Leaf: Made Into Itself
Suspicious Records

Energized by encrusted, rope-a-dope beats and deepened by mournful string atmospheres, Leaf's gritty, hour-long travelogue Made Into Itself weaves through narcotized lairs and night-time urban zones. Though faint traces of folktronica, dancehall, and drum & bass occasionally surface, Leaf's primary focus is smoked-out and blunted instrumental hip-hop. Beats slam purposefully throughout “Paperdress [New Version],” one of the set's strongest moments, with Leaf arranging the elements into a compelling, string-laden whole and dropping the beats altogether during the song's sombre passages. Funky pulses stream through fields of dense crackle in the equally memorable “Glitch Exercise” while the occasional boost of energized vitality (“Full Booklet”) offsets the album's predominantly slow lope. The album's not perfect, however.
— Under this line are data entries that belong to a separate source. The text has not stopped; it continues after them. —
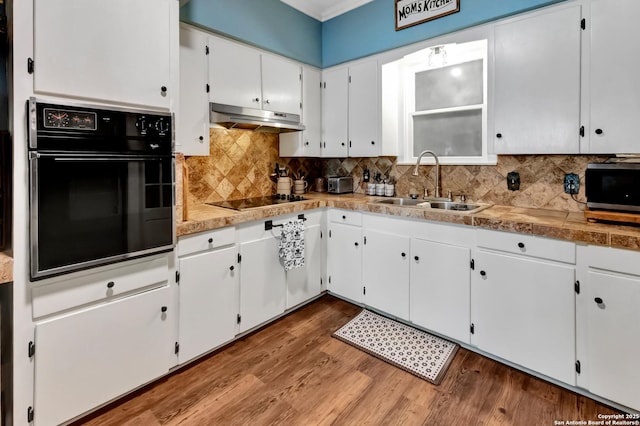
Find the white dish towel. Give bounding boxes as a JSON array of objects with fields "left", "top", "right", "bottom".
[{"left": 278, "top": 219, "right": 304, "bottom": 271}]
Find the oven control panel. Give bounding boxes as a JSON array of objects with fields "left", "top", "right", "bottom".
[{"left": 43, "top": 108, "right": 98, "bottom": 130}]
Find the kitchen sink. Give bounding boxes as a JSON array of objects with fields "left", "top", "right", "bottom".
[{"left": 374, "top": 198, "right": 490, "bottom": 213}]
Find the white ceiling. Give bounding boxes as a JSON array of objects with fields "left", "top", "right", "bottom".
[{"left": 280, "top": 0, "right": 373, "bottom": 22}]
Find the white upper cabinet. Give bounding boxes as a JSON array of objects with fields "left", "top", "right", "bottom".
[
  {"left": 209, "top": 37, "right": 262, "bottom": 109},
  {"left": 348, "top": 60, "right": 380, "bottom": 157},
  {"left": 33, "top": 0, "right": 178, "bottom": 109},
  {"left": 262, "top": 54, "right": 302, "bottom": 114},
  {"left": 176, "top": 26, "right": 209, "bottom": 155},
  {"left": 322, "top": 68, "right": 349, "bottom": 157},
  {"left": 280, "top": 65, "right": 322, "bottom": 157},
  {"left": 493, "top": 4, "right": 584, "bottom": 154},
  {"left": 209, "top": 37, "right": 302, "bottom": 114},
  {"left": 322, "top": 59, "right": 380, "bottom": 157},
  {"left": 583, "top": 0, "right": 640, "bottom": 154}
]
While vocal elements enhance Made Into Itself during some moments (the soulful pleas in “Prism” and a female singer's “Here you are all alone in the city” in the Anticon-flavoured hidden track), voice samples are used excessively, and the spoken rant on “Intelligent Design” and sophomoric pontificating on “Lounge Dealers” largely grate. Generally speaking, Leaf's voice samples do add variety and texture but it's his instrumental constructions that impress most.